In [None]:
from langchain_google_vertexai import VectorSearchVectorStoreDatastore
from google.cloud import aiplatform
from langchain_google_vertexai import VertexAIEmbeddings

In [1]:
# TODO : Set values as per your requirements
# Project and Storage Constants
PROJECT_ID = "<my_project_id>"
REGION = "<my_region>"
BUCKET = "<my_gcs_bucket>"
BUCKET_URI = f"gs://{BUCKET}"

# The number of dimensions for the textembedding-gecko@003 is 768
# If other embedder is used, the dimensions would probably need to change.
DIMENSIONS = 768

# Index Constants
DISPLAY_NAME = "<my_matching_engine_index_id>"
DEPLOYED_INDEX_ID = "<my_matching_engine_endpoint_id>"

In [None]:
aiplatform.init(project=PROJECT_ID, location=REGION, staging_bucket=BUCKET_URI)
embedding_model = VertexAIEmbeddings(model_name="textembedding-gecko@003")


In [None]:
my_index = aiplatform.MatchingEngineIndex.create_tree_ah_index(
    display_name=DISPLAY_NAME,
    dimensions=DIMENSIONS,
    approximate_neighbors_count=150,
    distance_measure_type="DOT_PRODUCT_DISTANCE",
    index_update_method="STREAM_UPDATE",  # allowed values BATCH_UPDATE , STREAM_UPDATE
)

In [None]:
# Create an endpoint
my_index_endpoint = aiplatform.MatchingEngineIndexEndpoint.create(
    display_name=f"{DISPLAY_NAME}-endpoint", public_endpoint_enabled=True
)

In [None]:
# NOTE : This operation can take upto 20 minutes
my_index_endpoint = my_index_endpoint.deploy_index(
    index=my_index, deployed_index_id=DEPLOYED_INDEX_ID
)

my_index_endpoint.deployed_indexes

In [None]:
my_index = aiplatform.MatchingEngineIndex("1234567890123456789")

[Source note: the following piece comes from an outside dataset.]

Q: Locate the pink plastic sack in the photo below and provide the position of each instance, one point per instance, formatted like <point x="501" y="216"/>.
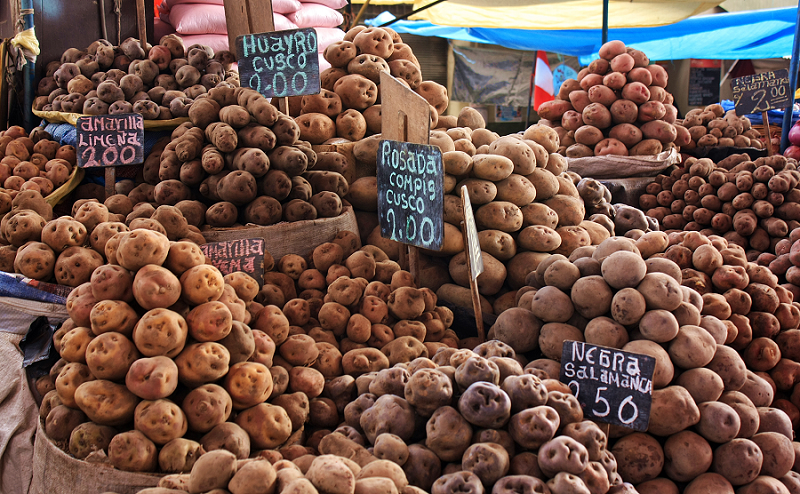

# TODO : replace 1234567890123456789 with your acutial endpoint ID
my_index_endpoint = aiplatform.MatchingEngineIndexEndpoint("1234567890123456789")

In [None]:
texts = [
    "The cat sat on",
    "the mat.",
    "I like to",
    "eat pizza for",
    "dinner.",
    "The sun sets",
    "in the west.",
]


vector_store = VectorSearchVectorStore.from_components(
    project_id=PROJECT_ID,
    region=REGION,
    gcs_bucket_name=BUCKET,
    index_id=my_index.name,
    endpoint_id=my_index_endpoint.name,
    embedding=embedding_model,
    stream_update=True,
)

vector_store = VectorSearchVectorStoreDatastore.from_components(
    project_id=PROJECT_ID,
    region=REGION,
    index_id=my_index.name,
    endpoint_id=my_index_endpoint.name,
    embedding=embedding_model,
    stream_update=True,
)


vector_store.add_texts(texts=texts, is_complete_overwrite=True)

# Try running a simialarity search
vector_store.similarity_search("pizza")